The Gift of Fat
by Sandra Brandt
Our modern North American culture seems to be the first in history that, for some strange reason, has developed an assumption that eating fat is not a good thing. However, there is a growing and vocal minority in the scientific, as well as the culinary, world that passionately believes in the value of high quality traditional dietary fats.
It is probably safe to say that of the foods that were available to them, virtually all traditional cultures especially prized animal fat. “Hunting societies’ preference for meat with fat on it wasn’t just a matter of flavour; it was a matter of nutrition. The quality of the traditional fats valued by traditional peoples was extremely high. Fats from animals that grazed on pasture growing in mineral-rich topsoil on expansive plains or pristine mountainsides were concentrated with vitamins and nutrients. These fats contained the life of the soil and the solar energy of the sun, harnessed by the grasses through photosynthesis. Carotenes in the grass are converted to vitamin A by the body of the animal, and then concentrated in that animal’s fatty tissue.”1 (Jessica Prentiss, New Moon Newsletters)

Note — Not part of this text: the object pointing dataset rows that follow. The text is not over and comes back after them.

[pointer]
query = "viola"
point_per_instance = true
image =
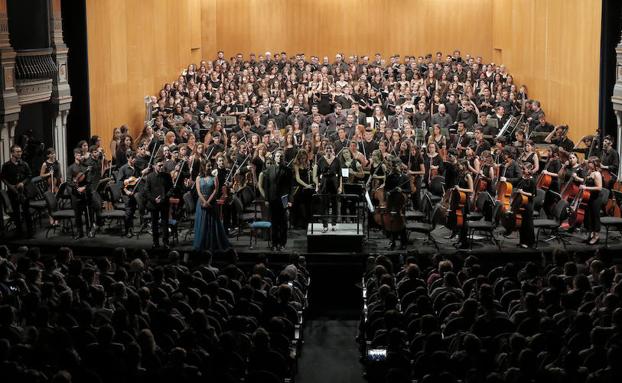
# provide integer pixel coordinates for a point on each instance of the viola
(504, 195)
(393, 218)
(513, 219)
(457, 201)
(578, 207)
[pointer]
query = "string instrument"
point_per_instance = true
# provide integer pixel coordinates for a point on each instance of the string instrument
(578, 207)
(513, 219)
(612, 208)
(544, 180)
(80, 181)
(457, 201)
(480, 185)
(393, 218)
(504, 193)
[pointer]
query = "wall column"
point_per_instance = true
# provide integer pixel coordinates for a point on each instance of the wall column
(61, 94)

Natural animal fat is indeed a concentrated source of certain nutrients. Although plant foods are certainly good for us, they may in some ways be even more beneficial when they have been pre-digested, so to speak, by grazing animals, making certain essential nutrients more easily available to our bodies in larger amounts, as for example, vitamin A as mentioned in the quote above. Natural fats also contain substances that aid in defense against disease and harmful micro-organisms, as well as having numerous other vital functions in the body. Each type of fat has its own nutrient profile. The much warned-against saturated type of fat is actually an essential part of each cell in our bodies. The same can be said for cholesterol, which is not a fat, but which is often linked to saturated fat in popular advice, and although our bodies manufacture saturated fat and cholesterol internally as needed, there are additional benefits to obtaining them in the diet. For instance, researchers Mary Enig and Sally Fallon write that, “For calcium to be effectively incorporated into the skeletal structure, at least 50% of the dietary fats should be saturated.” Also, “Omega-3 fatty acids are better retained in the tissues when the diet is rich in saturated fats.” As well, “Dietary cholesterol plays an important role in maintaining the health of the intestinal wall.”2
So where does our current fat-phobia come from? The idea began to gain popularity in the 1950s when the authors of certain selective studies linked dietary fat with the increasing incidence of heart disease in North America. In their classic article, The Oiling of America, Fallon and Enig give an overview of the academic and industrial processes that established a new but misguided belief that fat consumption is the culprit in modern diseases. In spite of overwhelming evidence to the contrary in numerous populations of the world, the idea gained a prominent foothold, and was welcomed by the powerful interests of the North American food manufacturing industry, where costs could then be cut by replacing natural fats with cheaply processed substitutes, and from there it became virtually unstoppable. Today, this thesis is accepted unquestioningly by the vast majority in our part of the world, including the medical establishment and the public media.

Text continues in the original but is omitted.